Processing the network traffic dump
The network traffic dump must be processed in the host, because TShark uses a lot of memory (8GB!!!).
Run the following command to extract video segments from the HTTPS packets:
tshark -r dump.pcap --export-objects "http,destdir"
The above command creates a new directory named
destdir. I suppose you can attempt doing that in Wireshark GUI, however I can guarantee you that it is extremely painful for you 12).
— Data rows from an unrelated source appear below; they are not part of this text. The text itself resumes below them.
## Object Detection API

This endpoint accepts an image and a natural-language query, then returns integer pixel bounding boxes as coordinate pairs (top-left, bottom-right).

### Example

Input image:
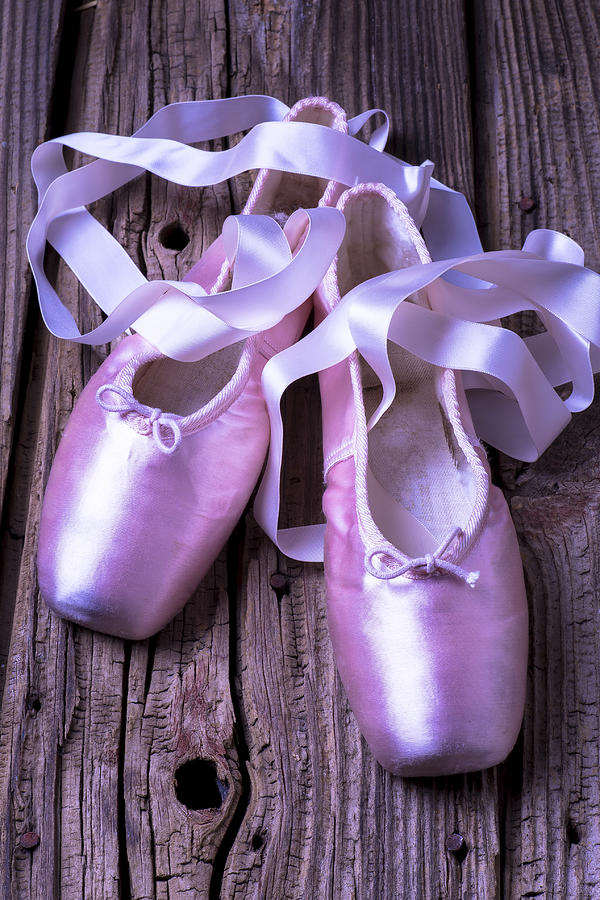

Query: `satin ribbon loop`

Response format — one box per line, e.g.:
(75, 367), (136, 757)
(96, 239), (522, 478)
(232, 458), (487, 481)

(32, 97), (600, 565)
(96, 383), (183, 455)
(255, 228), (600, 564)
(27, 94), (490, 367)
(347, 108), (390, 150)
(339, 234), (600, 461)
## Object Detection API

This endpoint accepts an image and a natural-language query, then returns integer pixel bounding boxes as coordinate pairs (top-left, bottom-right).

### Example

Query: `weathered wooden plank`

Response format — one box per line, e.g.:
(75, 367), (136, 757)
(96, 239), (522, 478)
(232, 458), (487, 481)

(224, 516), (501, 899)
(0, 0), (65, 501)
(473, 0), (600, 265)
(0, 0), (66, 700)
(0, 215), (125, 900)
(116, 3), (242, 892)
(473, 2), (600, 897)
(5, 0), (599, 895)
(0, 1), (245, 897)
(222, 2), (501, 897)
(123, 571), (241, 899)
(507, 488), (600, 899)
We can then merge the video fragments together using the following two commands:
for i in `ls destdir/*.ts* | grep -v \( |sort -V`; do echo file $i >> list; done ffmpeg -safe 0 -f concat -i list -c copy -bsf:a aac_adtstoasc output.mp4
The first command generates the list of the video fragments to be concatenated. Note the
-V option in
sort, by using that option, the filenames are sorted in “natural sort”. So if you have numbers “1 3 10 2”, it gets sorted into “1 2 3 10” rather than “1 10 2 3”. Normally
sort sorts texts character-by-character.
I have no idea why the graduation ceremony video file for medicine is bigger than other (2.7GB vs 1.1GB). I don't know if it actually has more entropy compared to other graduation ceremony videos, or if whoever made it used a lower compression settings. To be fair, the standard variant of The Medicine is 5 years compared to 3 years for a normal degree. Perhaps the file size reflects that.